Asked if Mrs May thought Mr Johnson would remain in the Cabinet beyond the weekend, the PM's spokesman told reporters in New York: "Yes. Boris Johnson is the Foreign Secretary and, as the Prime Minister has said, he is doing a good job."

Asked if Mrs May had confidence in Mr Johnson, the PM's spokesman said simply: "Yes."

Mr Johnson spoke to TV reporters in New York after bumping into them at a hotel lift as he returned from a jog.

Asked if there was a Cabinet split on Europe, Mr Johnson said: "No, we are a Government working together. We are a nest of singing birds."

And asked directly if he would resign, he replied: "No."

Mr Johnson said: "We are working together, that is the key thing, to make sure that Britain can take advantage of the opportunities of Brexit."

A Daily Telegraph report - dismissed as "mischief" by allies of the Foreign Secretary - suggested Mr Johnson would be prepared to quit by the weekend if Mrs May concedes too much to the European Union in her efforts to secure a trade deal.

The Foreign Secretary is understood to accept the idea of the UK paying its dues to Brussels during a transition period - but not for continued payments for access to the European single market on a permanent basis.

Reports suggest Mrs May could use Friday's speech to seek to break the deadlock in Brexit talks by offering to continue making payments into EU budgets of as much as £10 billion a year during a transition period following the official date of withdrawal in March 2019.

In his article, the Foreign Secretary was insistent no payments should be made after Brexit, and made no mention of the transition period of two to three years which Mrs May and Mr Hammond are now thought to favour.

In a round of TV interviews in New York, Mrs May was careful to state that Britain would not be paying "huge sums" to the EU "year on year on year", but made it clear she was ready to approve continued payments for specific projects in which the UK is interested in participating.

She said: "What I said, if you look back at my Lancaster House speech which set out the principles of our future relationship with the European Union, is that one of the things that leaving the European Union does is it means that in the future, year on year on year, we will not be sending huge sums of money into the European Union."

And, asked about the prospect of a "divorce bill" estimated to run into tens of billions of pounds, she told the BBC: "We are very clear that we are a law abiding nation and we stand by our obligations.
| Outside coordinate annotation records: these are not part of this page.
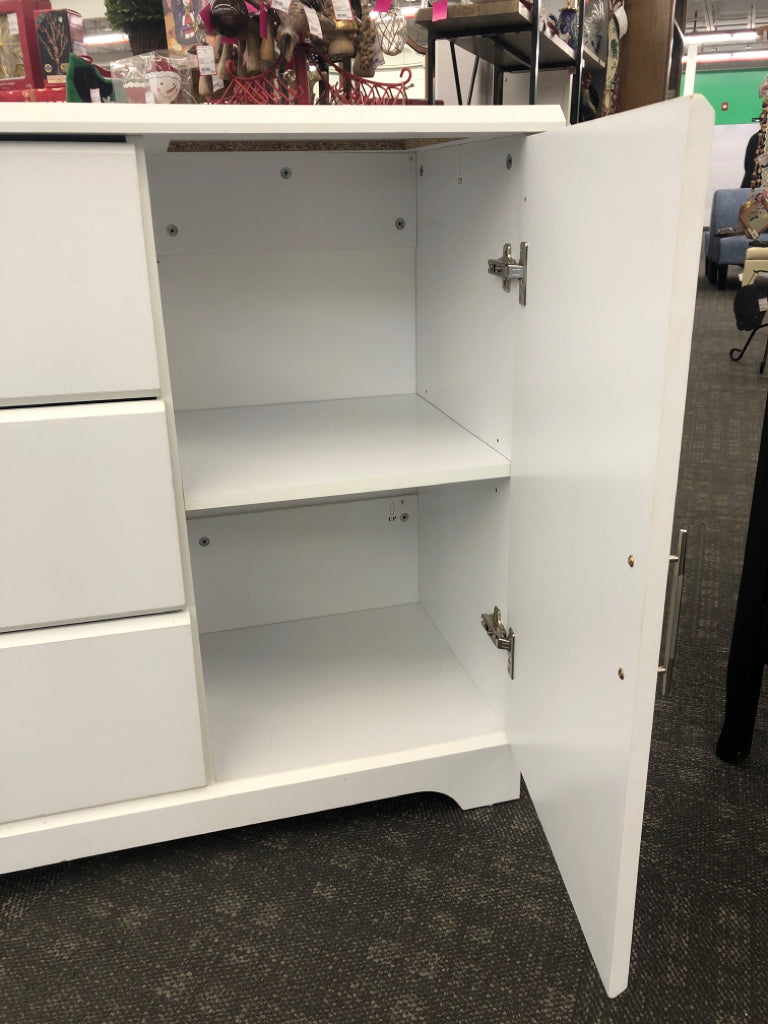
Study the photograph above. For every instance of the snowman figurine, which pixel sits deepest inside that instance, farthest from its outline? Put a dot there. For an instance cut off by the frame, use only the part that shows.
(165, 83)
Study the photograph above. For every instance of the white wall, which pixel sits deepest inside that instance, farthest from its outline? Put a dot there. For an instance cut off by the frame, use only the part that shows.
(727, 161)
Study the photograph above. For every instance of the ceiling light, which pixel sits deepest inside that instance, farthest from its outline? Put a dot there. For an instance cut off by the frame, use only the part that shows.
(728, 56)
(710, 38)
(105, 39)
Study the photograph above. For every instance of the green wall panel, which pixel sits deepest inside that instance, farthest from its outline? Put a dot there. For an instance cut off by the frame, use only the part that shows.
(737, 88)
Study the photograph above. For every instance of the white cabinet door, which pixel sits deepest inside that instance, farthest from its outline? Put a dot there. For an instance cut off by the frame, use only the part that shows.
(611, 211)
(87, 514)
(75, 317)
(95, 714)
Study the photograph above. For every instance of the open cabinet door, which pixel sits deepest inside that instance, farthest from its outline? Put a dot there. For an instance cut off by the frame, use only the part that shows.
(612, 216)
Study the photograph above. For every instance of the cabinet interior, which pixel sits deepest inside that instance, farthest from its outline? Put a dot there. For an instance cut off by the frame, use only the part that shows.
(341, 378)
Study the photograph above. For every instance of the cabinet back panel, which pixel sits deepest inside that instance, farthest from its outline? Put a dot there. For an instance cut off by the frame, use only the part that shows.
(304, 327)
(286, 564)
(463, 559)
(469, 206)
(331, 201)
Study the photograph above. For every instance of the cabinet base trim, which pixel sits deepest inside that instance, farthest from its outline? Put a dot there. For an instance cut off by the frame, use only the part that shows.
(473, 777)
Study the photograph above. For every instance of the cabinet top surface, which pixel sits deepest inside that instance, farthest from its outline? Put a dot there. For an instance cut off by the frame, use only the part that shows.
(416, 125)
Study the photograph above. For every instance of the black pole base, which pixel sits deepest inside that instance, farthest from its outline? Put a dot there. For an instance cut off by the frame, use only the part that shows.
(732, 750)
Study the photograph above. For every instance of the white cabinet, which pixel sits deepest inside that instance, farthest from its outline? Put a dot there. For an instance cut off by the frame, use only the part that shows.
(87, 503)
(96, 714)
(378, 443)
(76, 314)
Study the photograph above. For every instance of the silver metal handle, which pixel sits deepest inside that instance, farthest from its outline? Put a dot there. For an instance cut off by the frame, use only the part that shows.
(673, 621)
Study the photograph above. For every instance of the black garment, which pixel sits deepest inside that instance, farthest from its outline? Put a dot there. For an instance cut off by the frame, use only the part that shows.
(750, 155)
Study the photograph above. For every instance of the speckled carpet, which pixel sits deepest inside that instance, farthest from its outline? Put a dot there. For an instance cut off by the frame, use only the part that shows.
(412, 910)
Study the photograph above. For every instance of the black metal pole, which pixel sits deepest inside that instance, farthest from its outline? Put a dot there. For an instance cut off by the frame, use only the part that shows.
(749, 641)
(576, 95)
(534, 80)
(430, 70)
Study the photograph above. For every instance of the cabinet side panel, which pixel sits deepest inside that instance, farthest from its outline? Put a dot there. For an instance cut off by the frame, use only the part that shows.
(601, 370)
(279, 328)
(463, 553)
(469, 206)
(76, 316)
(285, 564)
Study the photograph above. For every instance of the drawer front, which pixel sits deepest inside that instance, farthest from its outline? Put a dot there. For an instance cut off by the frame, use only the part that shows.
(96, 714)
(83, 328)
(87, 514)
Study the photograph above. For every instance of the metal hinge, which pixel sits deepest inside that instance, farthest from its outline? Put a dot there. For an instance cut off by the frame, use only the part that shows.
(509, 269)
(501, 637)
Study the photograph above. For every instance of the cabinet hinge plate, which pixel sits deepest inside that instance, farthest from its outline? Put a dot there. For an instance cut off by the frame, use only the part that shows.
(501, 637)
(509, 269)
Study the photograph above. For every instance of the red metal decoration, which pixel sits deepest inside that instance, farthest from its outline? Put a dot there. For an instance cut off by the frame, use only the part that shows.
(336, 86)
(26, 12)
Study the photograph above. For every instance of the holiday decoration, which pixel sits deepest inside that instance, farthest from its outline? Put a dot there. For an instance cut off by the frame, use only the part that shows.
(392, 31)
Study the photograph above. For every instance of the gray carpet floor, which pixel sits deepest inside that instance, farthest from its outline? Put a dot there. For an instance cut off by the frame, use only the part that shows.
(412, 911)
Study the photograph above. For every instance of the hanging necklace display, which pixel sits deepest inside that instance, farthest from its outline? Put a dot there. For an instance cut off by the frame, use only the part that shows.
(754, 214)
(392, 31)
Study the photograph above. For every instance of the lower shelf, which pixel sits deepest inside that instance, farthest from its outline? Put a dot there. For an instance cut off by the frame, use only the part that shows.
(338, 711)
(320, 691)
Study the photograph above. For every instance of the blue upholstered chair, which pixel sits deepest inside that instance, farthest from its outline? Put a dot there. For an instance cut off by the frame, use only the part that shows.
(722, 252)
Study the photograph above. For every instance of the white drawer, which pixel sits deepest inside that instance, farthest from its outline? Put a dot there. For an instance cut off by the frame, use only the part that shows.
(96, 714)
(76, 312)
(87, 514)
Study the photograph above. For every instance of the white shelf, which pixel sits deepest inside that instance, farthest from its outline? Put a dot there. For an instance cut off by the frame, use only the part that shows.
(279, 123)
(320, 691)
(257, 455)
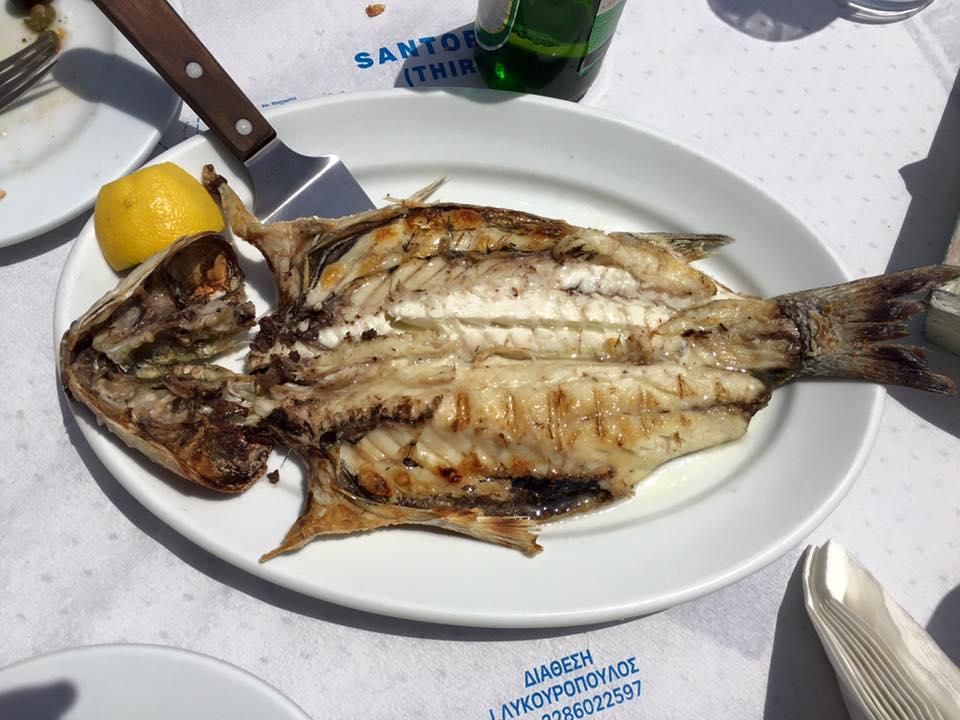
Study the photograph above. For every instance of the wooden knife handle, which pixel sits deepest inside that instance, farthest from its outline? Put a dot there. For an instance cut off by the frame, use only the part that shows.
(163, 38)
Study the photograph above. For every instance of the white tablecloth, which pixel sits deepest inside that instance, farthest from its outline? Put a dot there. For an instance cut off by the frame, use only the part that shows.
(853, 126)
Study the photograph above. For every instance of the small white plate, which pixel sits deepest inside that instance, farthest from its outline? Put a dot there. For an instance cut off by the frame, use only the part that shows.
(93, 119)
(697, 524)
(146, 682)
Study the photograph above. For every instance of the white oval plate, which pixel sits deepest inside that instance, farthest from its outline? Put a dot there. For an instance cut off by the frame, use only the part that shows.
(146, 682)
(699, 523)
(93, 119)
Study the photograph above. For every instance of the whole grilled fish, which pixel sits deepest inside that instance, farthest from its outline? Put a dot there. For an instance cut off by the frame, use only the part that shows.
(472, 368)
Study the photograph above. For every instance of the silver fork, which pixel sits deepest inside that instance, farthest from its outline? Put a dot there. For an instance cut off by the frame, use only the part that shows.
(22, 70)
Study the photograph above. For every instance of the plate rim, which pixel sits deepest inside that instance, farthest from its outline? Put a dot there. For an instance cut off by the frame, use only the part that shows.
(504, 619)
(124, 50)
(156, 649)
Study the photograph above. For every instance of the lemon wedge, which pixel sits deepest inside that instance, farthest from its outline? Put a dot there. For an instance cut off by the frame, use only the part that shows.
(144, 212)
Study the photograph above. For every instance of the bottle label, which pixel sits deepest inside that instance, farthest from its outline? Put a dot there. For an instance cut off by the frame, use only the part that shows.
(495, 20)
(604, 25)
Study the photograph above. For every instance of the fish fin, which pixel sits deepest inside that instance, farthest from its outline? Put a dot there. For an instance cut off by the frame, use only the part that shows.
(515, 532)
(688, 247)
(841, 326)
(420, 196)
(330, 511)
(284, 245)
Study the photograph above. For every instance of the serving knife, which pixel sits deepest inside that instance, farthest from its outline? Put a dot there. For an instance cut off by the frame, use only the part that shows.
(286, 184)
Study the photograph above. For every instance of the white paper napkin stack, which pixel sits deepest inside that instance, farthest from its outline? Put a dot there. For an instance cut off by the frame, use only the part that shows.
(887, 665)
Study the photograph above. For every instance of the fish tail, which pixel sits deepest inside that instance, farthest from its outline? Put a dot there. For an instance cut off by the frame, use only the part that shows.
(842, 329)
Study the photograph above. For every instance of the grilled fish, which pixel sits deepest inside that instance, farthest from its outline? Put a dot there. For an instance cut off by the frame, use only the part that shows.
(472, 368)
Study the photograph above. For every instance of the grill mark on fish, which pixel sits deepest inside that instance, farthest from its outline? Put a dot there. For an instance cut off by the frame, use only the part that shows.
(533, 497)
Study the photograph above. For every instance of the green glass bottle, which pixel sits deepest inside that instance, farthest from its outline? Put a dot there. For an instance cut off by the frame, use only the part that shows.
(548, 47)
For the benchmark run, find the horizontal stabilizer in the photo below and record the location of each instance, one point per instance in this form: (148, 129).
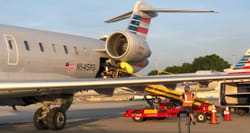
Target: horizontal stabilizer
(121, 17)
(154, 11)
(177, 11)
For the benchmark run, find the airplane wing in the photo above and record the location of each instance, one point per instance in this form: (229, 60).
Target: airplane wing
(29, 88)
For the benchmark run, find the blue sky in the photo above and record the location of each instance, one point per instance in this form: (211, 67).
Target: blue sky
(173, 38)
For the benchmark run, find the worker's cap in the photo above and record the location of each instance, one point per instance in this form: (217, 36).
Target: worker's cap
(186, 88)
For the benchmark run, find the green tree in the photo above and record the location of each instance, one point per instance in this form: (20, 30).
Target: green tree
(210, 62)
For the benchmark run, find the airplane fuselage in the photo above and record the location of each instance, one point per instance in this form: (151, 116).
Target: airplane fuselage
(27, 54)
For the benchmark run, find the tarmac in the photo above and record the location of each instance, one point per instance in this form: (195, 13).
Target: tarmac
(107, 117)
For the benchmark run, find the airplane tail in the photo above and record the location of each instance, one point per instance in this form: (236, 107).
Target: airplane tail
(142, 14)
(243, 65)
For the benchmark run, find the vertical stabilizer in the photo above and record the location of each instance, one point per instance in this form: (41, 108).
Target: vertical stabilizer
(139, 20)
(243, 65)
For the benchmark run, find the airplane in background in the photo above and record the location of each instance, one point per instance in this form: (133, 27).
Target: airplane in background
(44, 67)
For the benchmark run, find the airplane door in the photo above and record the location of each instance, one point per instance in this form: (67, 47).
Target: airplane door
(12, 49)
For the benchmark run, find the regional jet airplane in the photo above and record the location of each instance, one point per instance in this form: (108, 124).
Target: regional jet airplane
(44, 67)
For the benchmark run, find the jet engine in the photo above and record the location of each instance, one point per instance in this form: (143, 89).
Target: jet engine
(126, 46)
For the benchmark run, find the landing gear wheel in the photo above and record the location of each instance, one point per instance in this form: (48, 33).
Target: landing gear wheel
(39, 124)
(56, 119)
(201, 117)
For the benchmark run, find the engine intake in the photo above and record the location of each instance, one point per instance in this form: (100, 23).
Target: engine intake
(127, 46)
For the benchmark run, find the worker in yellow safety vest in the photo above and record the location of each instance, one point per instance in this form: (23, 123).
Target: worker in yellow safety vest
(126, 68)
(187, 102)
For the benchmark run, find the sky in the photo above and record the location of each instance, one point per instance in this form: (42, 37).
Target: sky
(174, 38)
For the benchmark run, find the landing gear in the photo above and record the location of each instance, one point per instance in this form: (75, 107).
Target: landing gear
(39, 122)
(54, 119)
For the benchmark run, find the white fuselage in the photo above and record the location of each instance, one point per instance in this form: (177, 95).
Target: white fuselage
(27, 54)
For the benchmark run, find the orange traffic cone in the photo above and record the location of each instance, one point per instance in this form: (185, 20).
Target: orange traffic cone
(227, 116)
(213, 116)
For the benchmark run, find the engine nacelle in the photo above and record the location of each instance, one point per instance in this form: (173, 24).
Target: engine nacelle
(126, 46)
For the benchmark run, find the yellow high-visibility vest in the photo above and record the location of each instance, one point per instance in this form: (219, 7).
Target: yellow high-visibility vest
(127, 67)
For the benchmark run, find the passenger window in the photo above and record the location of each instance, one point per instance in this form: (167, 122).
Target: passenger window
(41, 47)
(75, 49)
(26, 45)
(10, 44)
(65, 49)
(54, 48)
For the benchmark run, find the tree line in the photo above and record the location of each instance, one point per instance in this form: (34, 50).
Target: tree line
(211, 62)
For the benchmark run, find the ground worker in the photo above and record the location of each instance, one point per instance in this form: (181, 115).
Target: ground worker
(126, 68)
(187, 102)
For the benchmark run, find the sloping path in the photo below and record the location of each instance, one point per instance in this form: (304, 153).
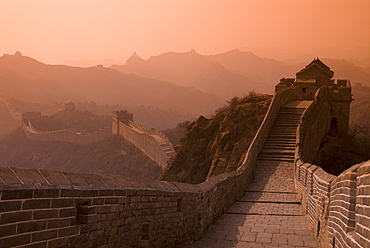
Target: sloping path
(269, 214)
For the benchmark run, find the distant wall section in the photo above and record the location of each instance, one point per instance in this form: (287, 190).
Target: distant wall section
(153, 143)
(65, 135)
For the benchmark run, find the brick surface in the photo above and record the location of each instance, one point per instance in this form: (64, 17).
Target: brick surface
(14, 241)
(269, 214)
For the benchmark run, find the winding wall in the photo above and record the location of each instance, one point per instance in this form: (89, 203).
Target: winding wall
(153, 143)
(66, 135)
(337, 207)
(42, 208)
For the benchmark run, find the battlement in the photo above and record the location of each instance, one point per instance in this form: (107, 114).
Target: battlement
(153, 143)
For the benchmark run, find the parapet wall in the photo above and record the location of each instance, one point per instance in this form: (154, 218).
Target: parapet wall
(66, 135)
(153, 143)
(42, 208)
(337, 208)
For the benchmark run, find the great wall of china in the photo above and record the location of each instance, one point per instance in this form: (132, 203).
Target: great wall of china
(42, 208)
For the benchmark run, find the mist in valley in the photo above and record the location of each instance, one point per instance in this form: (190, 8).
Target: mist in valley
(167, 67)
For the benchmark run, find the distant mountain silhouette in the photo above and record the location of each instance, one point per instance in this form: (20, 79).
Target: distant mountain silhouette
(192, 69)
(29, 79)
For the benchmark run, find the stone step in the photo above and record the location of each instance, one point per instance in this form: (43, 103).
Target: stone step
(283, 130)
(286, 136)
(276, 157)
(280, 146)
(273, 152)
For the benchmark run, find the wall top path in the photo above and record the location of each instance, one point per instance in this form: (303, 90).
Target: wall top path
(298, 104)
(12, 177)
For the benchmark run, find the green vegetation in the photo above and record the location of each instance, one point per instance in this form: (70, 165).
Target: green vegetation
(217, 145)
(175, 134)
(338, 154)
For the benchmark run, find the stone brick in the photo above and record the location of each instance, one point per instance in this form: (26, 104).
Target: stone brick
(46, 193)
(16, 194)
(59, 223)
(87, 219)
(111, 200)
(98, 201)
(35, 245)
(15, 217)
(6, 206)
(44, 235)
(45, 214)
(31, 226)
(36, 204)
(69, 231)
(85, 210)
(57, 243)
(61, 203)
(7, 230)
(68, 212)
(70, 193)
(106, 192)
(90, 193)
(15, 240)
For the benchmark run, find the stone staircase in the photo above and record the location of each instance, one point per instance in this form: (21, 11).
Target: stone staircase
(280, 144)
(269, 214)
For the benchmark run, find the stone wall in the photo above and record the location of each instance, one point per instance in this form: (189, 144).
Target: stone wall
(66, 135)
(337, 208)
(42, 208)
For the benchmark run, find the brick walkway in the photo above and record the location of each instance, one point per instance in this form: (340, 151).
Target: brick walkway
(269, 214)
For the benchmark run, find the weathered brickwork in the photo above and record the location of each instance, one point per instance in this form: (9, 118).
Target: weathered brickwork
(153, 143)
(66, 135)
(337, 208)
(43, 208)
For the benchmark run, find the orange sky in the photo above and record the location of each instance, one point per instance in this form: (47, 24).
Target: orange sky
(54, 31)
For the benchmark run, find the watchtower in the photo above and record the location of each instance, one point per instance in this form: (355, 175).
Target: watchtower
(316, 75)
(120, 116)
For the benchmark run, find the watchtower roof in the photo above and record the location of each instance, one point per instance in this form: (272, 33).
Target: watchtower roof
(316, 64)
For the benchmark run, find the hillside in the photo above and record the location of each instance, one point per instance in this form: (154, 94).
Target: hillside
(217, 145)
(31, 80)
(76, 119)
(232, 73)
(7, 123)
(113, 156)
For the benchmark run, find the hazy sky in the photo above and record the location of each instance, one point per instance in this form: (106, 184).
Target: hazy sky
(54, 31)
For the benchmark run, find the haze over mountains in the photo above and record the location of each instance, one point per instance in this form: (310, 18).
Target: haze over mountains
(185, 84)
(231, 73)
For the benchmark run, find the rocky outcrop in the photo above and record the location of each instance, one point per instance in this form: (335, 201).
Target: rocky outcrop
(216, 145)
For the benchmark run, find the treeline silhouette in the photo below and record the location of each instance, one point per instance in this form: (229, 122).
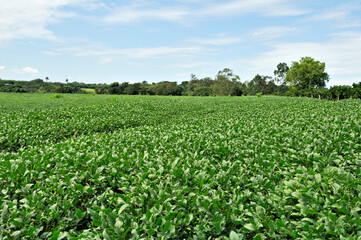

"There may be projects that we want to be part of and that may involve contributing to the costs of those programmes.

"But these issues are part of the negotiations. Those negotiations have been very constructive."

The PM brushed off suggestions she was avoiding Mr Johnson at the UN, saying: "I will be seeing Boris at various stages during our time here, but of course we have got very busy programmes."

Her spokesman told reporters: "These are incredibly busy events and all of the seven British Government ministers here are attending a wide range of events.

"It is all about meeting as many people as possible and explaining the UK's priorities to as many people as possible."

Mrs May was meeting a series of world leaders for one-on-one discussions at the UN General Assembly, as well as hosting a meeting on modern slavery which will be attended by President Donald Trump's daughter Ivanka.

The PM's spokesman said Mrs May had met her at the G20 summit in Germany in July, when Ms Trump expressed an interest in giving her backing to the campaign against modern slavery which the Prime Minister has spearheaded.

Mrs May is due to meet Mr Trump himself for private talks on Wednesday.

Veteran Tory Europhile Ken Clarke said Mr Johnson should have faced the sack for his Brexit intervention.

Former chancellor Mr Clarke said: "Sounding off personally in this way is totally unhelpful and he shouldn't exploit the fact she hasn't got a majority in Parliament, and he knows perfectly well that normally the Foreign Secretary would be sacked for doing that - and she, unfortunately, after the general election, is not in the position easily to sack him - which he should stop exploiting."

It later emerged that Mr Johnson was expected to attend part of the Commonwealth reception and may speak to the PM there.